И повод для написания очередного прошения о переводе его в Россию нашёлся сам собой: пришло известие о тяжёлой болезни отца жены – священнослужителя Санкт-Петербургской епархии (это была уже «последняя» его болезнь). Он звал его домой и надеялся успеть передать свой приход в ведение достойного протоиерея, каким стал к этому времени его зять.
И 20 мая 1907 года Кочуров получил увольнение от службы в Алеутской и Североамериканской епархии. За неделю до отъезда он получил из России известие о том, что отец жены скончался. Казалось бы, что повод, озвученный Кочуровым и позвавший его в дорогу, исчез сам собой, но, тем не менее, в июле 1907 года Иван Кочуров покидает Америку. Ах, лучше бы он остался!
Вернувшись летом 1907 года в Россию, в августе 1907 года на основании Указа Санкт-Петербургской Духовной Консистории отец Иоанн был приписан к клиру Преображенского собора города Нарвы и с 15 августа 1907 года стал ещё и исполнять обязанности законоучителя двух нарвских гимназии – мужской и женской.

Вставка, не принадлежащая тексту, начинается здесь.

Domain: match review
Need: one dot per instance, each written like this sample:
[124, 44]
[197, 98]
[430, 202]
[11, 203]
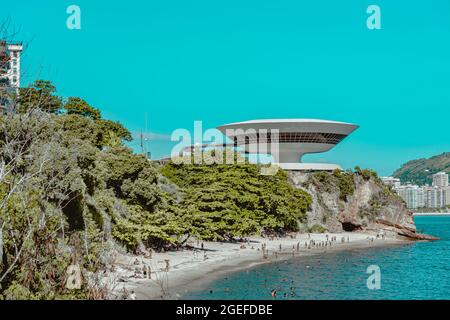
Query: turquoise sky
[223, 61]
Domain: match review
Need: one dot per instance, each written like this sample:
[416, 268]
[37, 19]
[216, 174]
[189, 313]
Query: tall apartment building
[413, 195]
[10, 61]
[440, 180]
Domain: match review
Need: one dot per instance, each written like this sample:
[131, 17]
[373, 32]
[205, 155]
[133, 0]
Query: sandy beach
[175, 273]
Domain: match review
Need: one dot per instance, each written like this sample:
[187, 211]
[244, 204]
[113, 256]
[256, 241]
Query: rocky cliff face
[347, 201]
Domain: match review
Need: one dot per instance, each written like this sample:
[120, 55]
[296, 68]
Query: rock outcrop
[355, 201]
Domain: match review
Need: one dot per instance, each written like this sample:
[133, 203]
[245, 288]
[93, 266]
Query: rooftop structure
[287, 140]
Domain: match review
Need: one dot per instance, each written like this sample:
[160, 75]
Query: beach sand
[194, 269]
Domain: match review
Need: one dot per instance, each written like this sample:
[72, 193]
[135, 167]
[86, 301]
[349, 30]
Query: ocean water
[414, 271]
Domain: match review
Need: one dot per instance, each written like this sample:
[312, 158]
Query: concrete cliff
[355, 201]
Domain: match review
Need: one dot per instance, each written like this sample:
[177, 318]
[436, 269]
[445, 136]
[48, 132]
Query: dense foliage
[71, 192]
[226, 201]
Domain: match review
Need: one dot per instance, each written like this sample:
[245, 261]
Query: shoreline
[433, 214]
[192, 270]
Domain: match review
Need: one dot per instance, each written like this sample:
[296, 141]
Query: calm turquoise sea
[414, 271]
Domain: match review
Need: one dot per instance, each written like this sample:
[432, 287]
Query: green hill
[420, 171]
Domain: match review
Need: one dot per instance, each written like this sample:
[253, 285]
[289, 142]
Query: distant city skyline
[435, 196]
[229, 61]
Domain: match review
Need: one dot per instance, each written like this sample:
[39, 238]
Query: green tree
[75, 105]
[39, 95]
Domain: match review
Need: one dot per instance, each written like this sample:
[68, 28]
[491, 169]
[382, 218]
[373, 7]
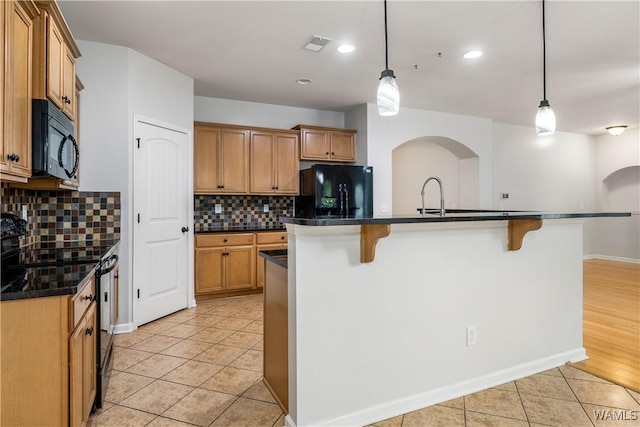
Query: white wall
[413, 162]
[386, 133]
[551, 173]
[119, 83]
[617, 187]
[394, 339]
[243, 113]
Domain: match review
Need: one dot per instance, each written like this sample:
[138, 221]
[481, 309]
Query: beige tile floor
[203, 367]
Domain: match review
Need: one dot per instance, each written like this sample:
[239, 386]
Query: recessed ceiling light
[616, 130]
[472, 54]
[346, 48]
[317, 43]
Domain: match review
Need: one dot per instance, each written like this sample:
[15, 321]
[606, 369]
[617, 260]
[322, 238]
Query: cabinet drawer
[82, 300]
[224, 239]
[266, 238]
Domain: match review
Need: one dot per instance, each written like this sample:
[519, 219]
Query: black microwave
[54, 149]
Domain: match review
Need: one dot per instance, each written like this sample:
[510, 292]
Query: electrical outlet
[472, 335]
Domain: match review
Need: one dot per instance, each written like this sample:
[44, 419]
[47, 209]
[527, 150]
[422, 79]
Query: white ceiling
[253, 51]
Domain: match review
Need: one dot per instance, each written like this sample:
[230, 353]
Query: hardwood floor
[612, 321]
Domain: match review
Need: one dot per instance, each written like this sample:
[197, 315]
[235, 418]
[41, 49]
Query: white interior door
[161, 208]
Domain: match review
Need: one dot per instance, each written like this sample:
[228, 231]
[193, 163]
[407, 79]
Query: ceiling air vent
[317, 43]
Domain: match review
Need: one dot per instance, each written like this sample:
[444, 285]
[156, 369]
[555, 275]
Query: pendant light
[388, 94]
[545, 118]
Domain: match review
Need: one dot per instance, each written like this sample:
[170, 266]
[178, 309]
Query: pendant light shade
[545, 118]
[388, 93]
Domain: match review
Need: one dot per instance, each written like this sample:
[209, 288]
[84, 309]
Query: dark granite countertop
[82, 258]
[449, 217]
[241, 229]
[277, 256]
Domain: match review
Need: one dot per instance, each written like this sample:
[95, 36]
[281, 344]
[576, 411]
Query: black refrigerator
[335, 191]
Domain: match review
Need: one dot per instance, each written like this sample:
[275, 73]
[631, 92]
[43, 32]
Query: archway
[416, 160]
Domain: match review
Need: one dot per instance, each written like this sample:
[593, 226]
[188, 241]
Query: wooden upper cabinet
[274, 162]
[54, 55]
[221, 159]
[329, 144]
[17, 47]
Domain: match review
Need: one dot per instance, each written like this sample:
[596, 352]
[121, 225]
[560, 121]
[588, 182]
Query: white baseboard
[453, 391]
[124, 328]
[612, 258]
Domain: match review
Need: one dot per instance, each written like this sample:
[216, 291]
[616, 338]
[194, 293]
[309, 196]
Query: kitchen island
[389, 315]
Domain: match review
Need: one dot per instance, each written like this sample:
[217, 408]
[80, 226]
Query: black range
[50, 268]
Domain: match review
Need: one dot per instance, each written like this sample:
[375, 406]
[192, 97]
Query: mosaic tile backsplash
[240, 212]
[59, 216]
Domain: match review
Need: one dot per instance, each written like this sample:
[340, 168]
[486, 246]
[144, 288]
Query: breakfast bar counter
[389, 315]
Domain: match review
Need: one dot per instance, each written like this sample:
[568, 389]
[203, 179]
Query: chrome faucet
[441, 194]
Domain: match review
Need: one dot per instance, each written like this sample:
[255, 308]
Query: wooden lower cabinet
[266, 242]
[226, 264]
[82, 368]
[276, 337]
[48, 353]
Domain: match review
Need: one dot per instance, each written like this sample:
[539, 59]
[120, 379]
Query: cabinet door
[76, 380]
[89, 361]
[314, 144]
[234, 161]
[55, 49]
[262, 162]
[208, 267]
[205, 156]
[17, 126]
[240, 267]
[287, 165]
[68, 83]
[343, 146]
[260, 262]
[3, 37]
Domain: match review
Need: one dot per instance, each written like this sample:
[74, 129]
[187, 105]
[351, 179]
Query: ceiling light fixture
[346, 48]
[545, 118]
[472, 54]
[616, 130]
[388, 93]
[317, 43]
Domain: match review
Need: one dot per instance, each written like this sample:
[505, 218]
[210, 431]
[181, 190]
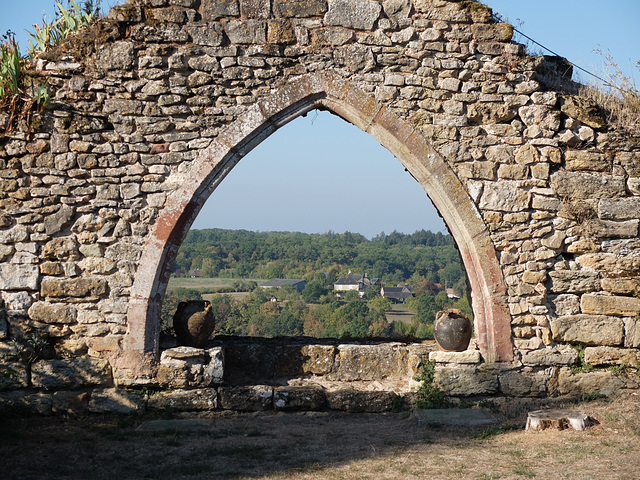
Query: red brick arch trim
[326, 91]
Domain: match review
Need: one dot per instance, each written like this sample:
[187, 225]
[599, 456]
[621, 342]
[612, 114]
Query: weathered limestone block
[251, 398]
[19, 277]
[622, 285]
[463, 380]
[299, 398]
[116, 56]
[82, 287]
[632, 332]
[247, 31]
[603, 382]
[574, 281]
[587, 161]
[468, 356]
[116, 400]
[53, 313]
[59, 220]
[358, 402]
[332, 36]
[211, 35]
[610, 305]
[550, 357]
[611, 356]
[619, 208]
[518, 384]
[184, 400]
[611, 229]
[181, 367]
[609, 264]
[588, 329]
[566, 304]
[73, 373]
[214, 9]
[583, 110]
[504, 198]
[299, 8]
[497, 32]
[370, 362]
[582, 186]
[358, 14]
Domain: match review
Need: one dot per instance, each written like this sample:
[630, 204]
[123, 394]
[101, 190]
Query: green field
[207, 285]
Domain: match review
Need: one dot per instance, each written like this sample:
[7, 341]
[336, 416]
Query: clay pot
[193, 323]
[452, 331]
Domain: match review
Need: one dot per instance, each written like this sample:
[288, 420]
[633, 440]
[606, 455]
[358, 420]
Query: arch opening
[324, 92]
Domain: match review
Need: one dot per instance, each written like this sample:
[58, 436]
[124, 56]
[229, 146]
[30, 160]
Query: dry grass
[321, 446]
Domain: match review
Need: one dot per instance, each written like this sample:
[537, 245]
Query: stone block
[73, 287]
[550, 357]
[588, 329]
[370, 362]
[609, 264]
[72, 373]
[53, 313]
[116, 400]
[602, 382]
[468, 356]
[211, 35]
[299, 398]
[246, 398]
[619, 208]
[518, 384]
[622, 285]
[360, 402]
[566, 304]
[116, 56]
[299, 8]
[19, 277]
[505, 198]
[611, 356]
[184, 400]
[632, 332]
[610, 305]
[319, 359]
[214, 9]
[280, 31]
[574, 281]
[582, 186]
[247, 31]
[464, 380]
[576, 160]
[356, 14]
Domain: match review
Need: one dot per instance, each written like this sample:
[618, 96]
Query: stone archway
[328, 92]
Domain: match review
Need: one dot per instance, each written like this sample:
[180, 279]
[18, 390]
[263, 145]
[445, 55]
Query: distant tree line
[395, 258]
[425, 261]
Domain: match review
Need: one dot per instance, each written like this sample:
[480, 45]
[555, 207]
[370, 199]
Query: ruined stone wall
[143, 100]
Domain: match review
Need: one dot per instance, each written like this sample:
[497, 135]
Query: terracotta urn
[452, 330]
[193, 323]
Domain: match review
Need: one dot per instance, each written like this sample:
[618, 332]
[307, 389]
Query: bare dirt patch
[322, 445]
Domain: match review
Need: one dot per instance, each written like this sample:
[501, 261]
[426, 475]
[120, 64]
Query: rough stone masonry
[153, 105]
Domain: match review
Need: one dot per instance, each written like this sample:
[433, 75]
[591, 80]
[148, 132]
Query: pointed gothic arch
[325, 91]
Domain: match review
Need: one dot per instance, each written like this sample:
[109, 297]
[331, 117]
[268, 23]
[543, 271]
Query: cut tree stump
[560, 419]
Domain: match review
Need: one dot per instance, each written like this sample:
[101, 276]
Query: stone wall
[155, 104]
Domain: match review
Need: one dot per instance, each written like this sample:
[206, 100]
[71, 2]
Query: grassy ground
[206, 284]
[324, 445]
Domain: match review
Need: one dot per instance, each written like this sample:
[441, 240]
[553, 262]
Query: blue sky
[320, 174]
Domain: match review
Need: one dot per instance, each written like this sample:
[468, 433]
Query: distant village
[352, 282]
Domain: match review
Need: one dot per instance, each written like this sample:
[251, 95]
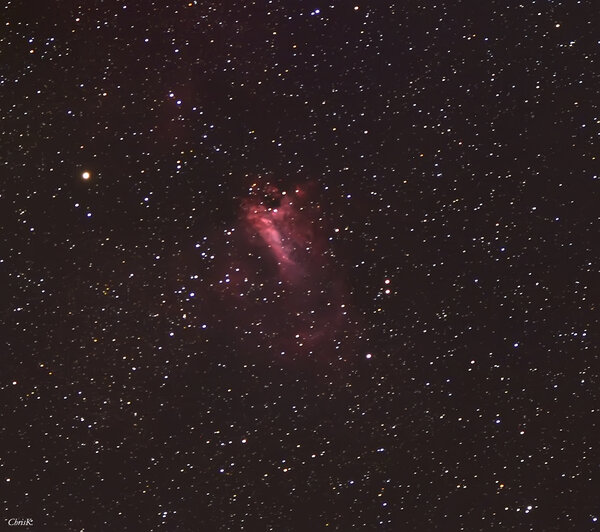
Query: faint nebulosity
[279, 266]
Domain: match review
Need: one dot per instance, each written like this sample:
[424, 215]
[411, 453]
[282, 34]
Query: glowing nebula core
[284, 224]
[281, 283]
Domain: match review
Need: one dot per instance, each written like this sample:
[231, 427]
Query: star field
[279, 265]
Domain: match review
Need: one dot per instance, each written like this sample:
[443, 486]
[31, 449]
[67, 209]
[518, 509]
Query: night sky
[296, 266]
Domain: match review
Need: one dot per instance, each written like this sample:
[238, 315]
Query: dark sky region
[282, 265]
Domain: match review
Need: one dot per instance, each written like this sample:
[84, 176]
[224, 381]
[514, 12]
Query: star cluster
[277, 265]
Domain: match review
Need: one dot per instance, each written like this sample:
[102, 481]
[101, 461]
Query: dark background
[453, 144]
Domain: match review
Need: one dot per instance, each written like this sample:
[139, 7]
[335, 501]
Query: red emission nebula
[282, 288]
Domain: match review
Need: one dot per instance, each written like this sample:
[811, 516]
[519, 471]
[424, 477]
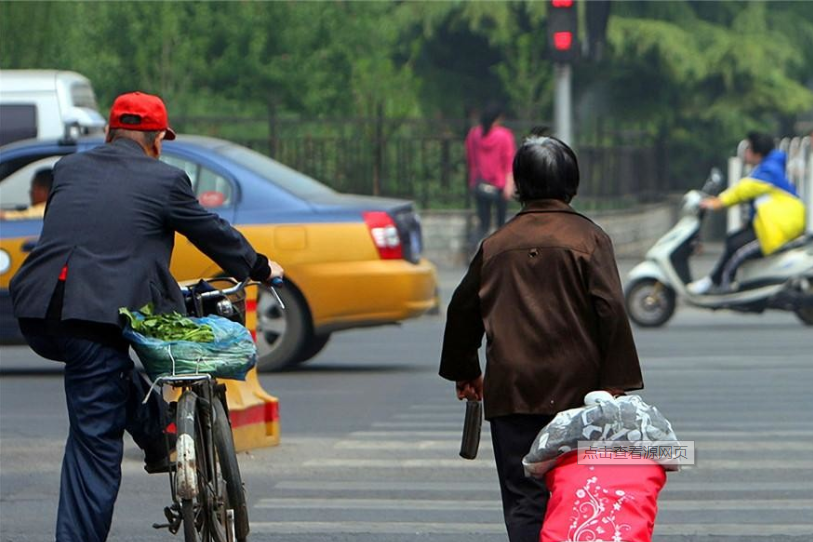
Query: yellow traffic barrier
[254, 413]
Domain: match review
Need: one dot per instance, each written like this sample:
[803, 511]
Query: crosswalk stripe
[396, 463]
[372, 527]
[467, 505]
[451, 445]
[672, 486]
[686, 435]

Неторопливый уклад жизни уездной Нарвы, в которой русские православные жители не составляли и половины населения, воскресили ещё не успевшую подёрнуться флёром времени атмосферу американской жизни. И опыт, полученный за годы миссионерства в Америке, пригодился здесь очень кстати.
Но учительствование в двух гимназиях с доминировавшей русской культурной средой и православная религиозная направленность создали общую канву родной русской православной жизни – Кочуров вновь попал в привычную с детства атмосферу.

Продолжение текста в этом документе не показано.